Centurion, 1920–1940

Full Name Paul Drennan Cravath

Born 14 July 1861 in Berlin Heights, Ohio

Died 1 July 1940 in Matinecock, New York

Buried Locust Valley Cemetery, Locust Valley, New York

Proposed by Henry W. Taft and George E. Brewer

Elected 5 June 1920 at age fifty-eight

Century Memorial

The huge frame of Paul Drennan Cravath was not often in the Century club-house; yet it is safe to surmise that few members were unfamiliar with his commanding presence. Through a wide variety of activities he had made himself one of the best known of New Yorkers. From the Metropolitan Opera Association, where he served as president, through a long list of clubs and honors to such organizations as the Council on Foreign Relations and the English Speaking Union, his service was of public record. In 1918–19 he served as a member of Col. House’s “brain trust” at the peace conference. International affairs continued in the forefront of his interests, fed by his zest for travel, his lifelong hobby. The Far East was a special concern of his wanderings and his privately printed volumes of letters record a grasp of essentials, clearly expressed. The volume dealing with his trip to India has been especially admired.

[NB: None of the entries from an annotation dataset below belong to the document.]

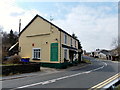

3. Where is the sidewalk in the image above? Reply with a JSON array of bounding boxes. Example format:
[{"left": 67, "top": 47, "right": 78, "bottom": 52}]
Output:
[
  {"left": 0, "top": 64, "right": 89, "bottom": 81},
  {"left": 0, "top": 67, "right": 58, "bottom": 81}
]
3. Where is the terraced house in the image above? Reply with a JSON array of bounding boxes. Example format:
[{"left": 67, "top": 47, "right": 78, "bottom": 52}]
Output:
[{"left": 19, "top": 15, "right": 80, "bottom": 68}]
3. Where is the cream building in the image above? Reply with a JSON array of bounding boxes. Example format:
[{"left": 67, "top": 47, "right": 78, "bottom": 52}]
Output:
[{"left": 19, "top": 15, "right": 79, "bottom": 68}]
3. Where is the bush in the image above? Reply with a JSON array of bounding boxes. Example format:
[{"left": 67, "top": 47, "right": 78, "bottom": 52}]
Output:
[{"left": 6, "top": 55, "right": 21, "bottom": 64}]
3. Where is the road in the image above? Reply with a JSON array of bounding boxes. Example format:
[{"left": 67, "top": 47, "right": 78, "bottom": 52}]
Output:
[{"left": 2, "top": 57, "right": 119, "bottom": 90}]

But for all his outside interests, it was in the law that he left his deepest mark. He was one of the most conspicuous figures in that era of corporation expansion at the turn of the century when the business lawyer came into his own. Barely forty, Cravath entered this adventurous field in the full tide of his energy. He governed a huge firm and he was a commanding figure of the business world that built up a “glittering social fabric” based on “the growth of big business”—as he, himself, described the era of which he was so important a part.